在春秋时代人们的观念中,圣人乃是道德和智能极高的人,他们具有非凡的才识,而且仁、智、勇等道德品格兼具。孔子在对人物进行品评时,就把圣人作为自己人格理论中的最高人格。对于圣人,孔子期望极高,在他看来,圣人非一般的“仁”者和“君子”所能比拟,他所处的时代,已不能看到圣人了,不过,圣人也并非无法企及,只要能“博施于民而能济众”,便就是圣德了。在他的心目中,尧、舜、禹、汤、文、武自然就是这种令人倾慕的圣人。另外,孔子所称道的一些“贤”者也与“圣”者具有近似的道德水准,如他以“贤”许之的伯夷、颜回等后来都被称为“圣人”。柳下惠亦复如此,据《论语·卫灵公》记,孔子认为他是贤人,后来,孟子也以“圣”相称,说他是“圣之和者也”。当然,在不同的历史期,“圣”的含义也各不尽同,而春秋以后各代,对“圣”者的道德要求并无大的偏离。
就现有资料而言,孔子对柳下惠的评论可谓无一微词,言语之中充溢着称颂之意。孔子认为:“中庸之为德也,其至矣乎!”(《论语·雍也》)“中庸”是孔子最高的道德标准。后人注曰:“名日中庸者,以其记中和之为用也。庸,用也。”古训以庸为常,故又曰:“庸犹常也。言德常行也,言常谨也。”(转引自程树德《论语集释》)《苟子·不苟篇》亦曰:“庸言必信之,庸行必慎之。”
柳下惠为人和悦,讲究信诚,言行中于伦虑,根据前述标准,应该说他具备了中庸之德。正因为如此,孔子目柳下惠为贤者,以至于在对某些问题的看法上两人基本一致。如鲁文公二年,鲁宗伯夏父弗忌跻信公时,柳下惠认为此属“逆祀”,故而持坚决的反对态度,孔子后来批评减文仲,也把他纵容“逆祀”视为其过错之一;减文仲“祀爱居”时,柳下惠指责他“难以为仁且智也”(《国语·鲁语上》),孔子也以此事为减文仲不仁”、“不智”的行为之一(见《左传》文公二年)。

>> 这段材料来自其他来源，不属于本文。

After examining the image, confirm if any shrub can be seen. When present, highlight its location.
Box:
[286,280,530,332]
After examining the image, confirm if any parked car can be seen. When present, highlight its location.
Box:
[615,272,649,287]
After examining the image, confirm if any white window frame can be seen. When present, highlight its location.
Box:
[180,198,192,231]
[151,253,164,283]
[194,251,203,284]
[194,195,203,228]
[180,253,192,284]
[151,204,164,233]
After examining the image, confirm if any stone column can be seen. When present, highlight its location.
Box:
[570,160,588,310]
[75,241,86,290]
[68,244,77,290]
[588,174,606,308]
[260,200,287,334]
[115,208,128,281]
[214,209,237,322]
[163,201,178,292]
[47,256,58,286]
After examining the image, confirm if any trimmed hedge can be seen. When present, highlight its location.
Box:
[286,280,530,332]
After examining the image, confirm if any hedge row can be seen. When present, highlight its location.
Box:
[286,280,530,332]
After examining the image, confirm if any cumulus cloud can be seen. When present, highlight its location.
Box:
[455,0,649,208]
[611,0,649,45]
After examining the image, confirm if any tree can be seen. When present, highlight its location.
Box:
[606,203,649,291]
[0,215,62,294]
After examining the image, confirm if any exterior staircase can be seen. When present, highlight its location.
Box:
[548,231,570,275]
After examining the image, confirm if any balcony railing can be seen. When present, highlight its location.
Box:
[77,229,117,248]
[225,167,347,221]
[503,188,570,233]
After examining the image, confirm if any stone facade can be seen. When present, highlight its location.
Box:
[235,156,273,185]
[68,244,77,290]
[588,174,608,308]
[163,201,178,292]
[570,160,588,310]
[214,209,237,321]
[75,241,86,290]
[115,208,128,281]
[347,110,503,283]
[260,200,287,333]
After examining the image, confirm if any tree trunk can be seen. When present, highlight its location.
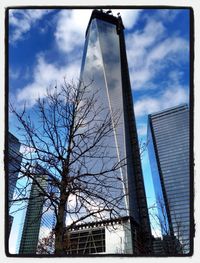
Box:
[55,193,66,255]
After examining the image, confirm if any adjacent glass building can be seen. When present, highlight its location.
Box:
[19,164,55,255]
[148,105,191,253]
[7,132,22,236]
[74,10,151,254]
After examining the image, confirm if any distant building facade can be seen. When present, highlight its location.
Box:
[7,132,22,233]
[19,164,54,255]
[77,10,151,254]
[148,104,191,253]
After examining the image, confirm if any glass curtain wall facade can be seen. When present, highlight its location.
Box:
[148,105,190,253]
[19,164,54,254]
[7,132,22,233]
[81,10,151,253]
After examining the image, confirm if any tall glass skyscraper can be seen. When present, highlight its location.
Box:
[78,10,151,254]
[148,105,191,253]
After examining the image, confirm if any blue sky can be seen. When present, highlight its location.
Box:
[9,9,189,254]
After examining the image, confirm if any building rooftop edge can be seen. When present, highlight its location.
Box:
[85,9,124,36]
[148,103,189,118]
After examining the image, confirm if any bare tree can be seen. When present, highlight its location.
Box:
[10,81,126,254]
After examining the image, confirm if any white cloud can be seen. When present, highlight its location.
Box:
[16,55,80,107]
[126,18,189,90]
[134,84,188,117]
[9,9,51,43]
[55,9,91,53]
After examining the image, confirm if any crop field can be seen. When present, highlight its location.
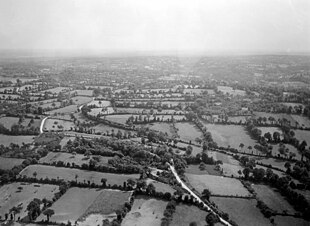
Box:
[170,204,208,226]
[0,156,25,170]
[252,184,296,214]
[210,197,271,226]
[175,123,202,143]
[20,165,140,185]
[0,182,58,219]
[185,174,250,196]
[146,178,175,194]
[0,117,41,129]
[273,216,309,226]
[122,196,167,226]
[39,152,113,166]
[294,130,310,147]
[71,96,93,105]
[43,118,75,131]
[205,124,256,152]
[0,134,35,146]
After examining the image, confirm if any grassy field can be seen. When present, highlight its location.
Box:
[146,178,175,194]
[39,152,113,166]
[170,204,217,226]
[43,118,75,131]
[0,183,58,219]
[122,196,167,226]
[252,184,296,214]
[37,187,101,223]
[0,156,25,170]
[205,124,256,152]
[71,96,93,105]
[175,123,202,143]
[20,165,140,185]
[273,216,310,226]
[210,197,271,226]
[0,134,35,146]
[185,174,250,196]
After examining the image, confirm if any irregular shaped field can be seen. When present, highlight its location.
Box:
[185,174,250,196]
[210,197,271,226]
[122,196,167,226]
[20,165,140,185]
[0,182,59,219]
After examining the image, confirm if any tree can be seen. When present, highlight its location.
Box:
[201,188,211,201]
[43,209,55,222]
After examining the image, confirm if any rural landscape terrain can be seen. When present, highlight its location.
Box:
[0,55,310,226]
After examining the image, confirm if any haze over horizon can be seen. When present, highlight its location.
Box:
[0,0,310,53]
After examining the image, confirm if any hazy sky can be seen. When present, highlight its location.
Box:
[0,0,310,52]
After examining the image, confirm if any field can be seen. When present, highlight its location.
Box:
[43,118,75,131]
[274,216,310,226]
[20,165,140,185]
[205,124,256,151]
[185,174,250,196]
[175,123,202,143]
[0,183,58,219]
[146,178,175,194]
[210,197,271,226]
[39,152,113,166]
[37,187,131,223]
[46,105,77,115]
[71,96,93,105]
[252,184,296,214]
[170,204,217,226]
[294,130,310,147]
[0,156,25,170]
[122,196,167,226]
[0,134,34,146]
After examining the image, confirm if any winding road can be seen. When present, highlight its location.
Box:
[168,163,232,226]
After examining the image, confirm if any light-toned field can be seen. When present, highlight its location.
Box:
[71,96,93,105]
[294,129,310,147]
[122,196,167,226]
[175,122,202,143]
[37,187,101,223]
[146,178,175,195]
[46,105,77,115]
[0,182,58,219]
[170,204,208,226]
[0,156,25,170]
[205,124,256,152]
[210,197,271,226]
[20,165,140,185]
[185,174,250,196]
[273,216,310,226]
[0,134,35,146]
[39,152,113,166]
[43,118,75,131]
[252,184,296,214]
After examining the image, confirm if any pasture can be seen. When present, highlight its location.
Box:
[252,184,296,214]
[185,174,250,196]
[122,196,167,226]
[205,124,256,152]
[0,182,58,219]
[210,197,271,226]
[20,165,140,185]
[39,152,113,166]
[175,122,202,143]
[0,134,35,146]
[0,156,25,170]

孔子和柳下惠都具有仁、智的道德品格。孔子不轻易以“圣”许人,自谦自己没有达到“圣”的境界。当子贡问孔子是否己经是圣人时,孔子说:“圣则吾不能,我学不厌而教不倦也。”子贡说:“学不厌,智也;教不倦,仁也。仁且智,夫子既圣矣。”(《孟子·公孙丑上》)在子贡看来,孔子既仁且智,就是圣人了。至于柳下惠,虽然没有材料直称他亦仁亦智,但他却以“仁且智”的标准来衡量他人。一般说来,一个道德高尚的人,责人必先律己,从这个意义上讲,柳下惠的行为也该合乎“仁且智”的要求。清人刘逢禄以为,在鲁国,“前乎夫子(孔子)而圣与仁,柳下惠一人而已”。诚哉,斯言也!